This study addresses the gap in evaluating Shapley value–based explanation methods, which has relied on quantitative metrics disconnected from human utility and lacked empirical validation in high-stakes settings. The authors propose a unified amortized computation framework to systematically compare eight Shapley variants within a real-world, low-latency risk control system. Leveraging expert analyst reviews of 3,735 cases, they conduct the first large-scale assessment of these methods’ impact on human decision-making. Their findings reveal that commonly used metrics—such as sparsity and faithfulness—fail to predict human-perceived clarity or decision utility. Although none of the methods improved objective performance, all significantly increased decision confidence, exposing risks of automation bias and underscoring the critical need for human-centered evaluation in explainable AI.
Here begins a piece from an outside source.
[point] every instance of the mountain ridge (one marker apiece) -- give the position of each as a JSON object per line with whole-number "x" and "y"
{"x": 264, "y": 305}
Shapley values are a cornerstone of explainable AI, yet their proliferation into competing formulations has created a fragmented landscape with little consensus on practical deployment. While theoretical differences are well-documented, evaluation remains reliant on quantitative proxies whose alignment with human utility is unverified. In this work, we use a unified amortized framework to isolate semantic differences between eight Shapley variants under the low-latency constraints of operational risk workflows. We conduct a large-scale empirical evaluation across four risk datasets and a realistic fraud-detection environment involving professional analysts and 3,735 case reviews. Our results reveal a fundamental misalignment: standard quantitative metrics, such as sparsity and faithfulness, are decoupled from human-perceived clarity and decision utility. Furthermore, while no formulation improved objective analyst performance, explanations consistently increased decision confidence, signaling a critical risk of automation bias in high-stakes settings. These findings suggest that current evaluation proxies are insufficient for predicting downstream human impact, and we provide evidence-based guidance for selecting formulations and metrics in operational decision systems.